Request Review of draft-ietf-mpls-flow-ident
Requested rev. no specific revision (document currently at 07)
Type Last Call Review
Team Security Area Directorate (secdir)
Deadline 2018-01-02
Requested 2017-12-19
Authors Stewart Bryant, Carlos Pignataro, Mach Chen, Zhenbin Li, Greg Mirsky
Draft last updated 2018-01-10
Completed reviews Rtgdir Early review of -02 by Manav Bhatia (diff)
Rtgdir Last Call review of -05 by Manav Bhatia (diff)
Secdir Last Call review of -06 by Daniel Franke (diff)
Assignment Reviewer Daniel Franke 
State Completed
Review review-ietf-mpls-flow-ident-06-secdir-lc-franke-2018-01-10
Reviewed rev. 06 (document currently at 07)
Review result Has Nits
Review completed: 2018-01-10


I have reviewed this document as part of the security directorate's ongoing effort to review all IETF documents being processed by the IESG. These comments were written primarily for the benefit of the security area directors. Document editors and WG chairs should treat these comments just like any other last call comments.

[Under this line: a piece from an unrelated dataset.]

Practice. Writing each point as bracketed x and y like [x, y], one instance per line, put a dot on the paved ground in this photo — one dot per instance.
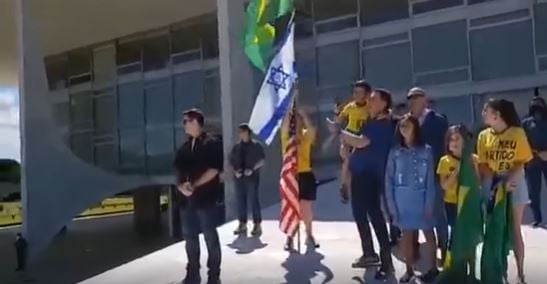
[263, 260]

I know next to nothing about MPLS. The proposed functionality seems reasonable and persuasively justified, but it is possible that there are significant issues I'm overlooking. I have a couple nitpicks about the Security Considerations section. 

The lowercased (i.e., non-RFC-2119) "must"s and "should"s are weasel words when not connected with a statement of what objective is achieved by following those recommendations. For example, the sentence "Propagation of identification information outside the MPLS network imposing it must be disabled by default" ought to be prefaced or suffixed with something along the lines of "In order to preserve present assumptions about MPLS privacy properties". 

I see a lot of discussion about confidentiality concerns when flow information is propagated across trust boundaries, but no discussion about the dual integrity concerns. I suggest including some word of warning that flow information received from an untrusted LSR cannot be assumed correct, so caution is advised before relying on it, e.g., to determine for billing purposes whether SLAs are being met.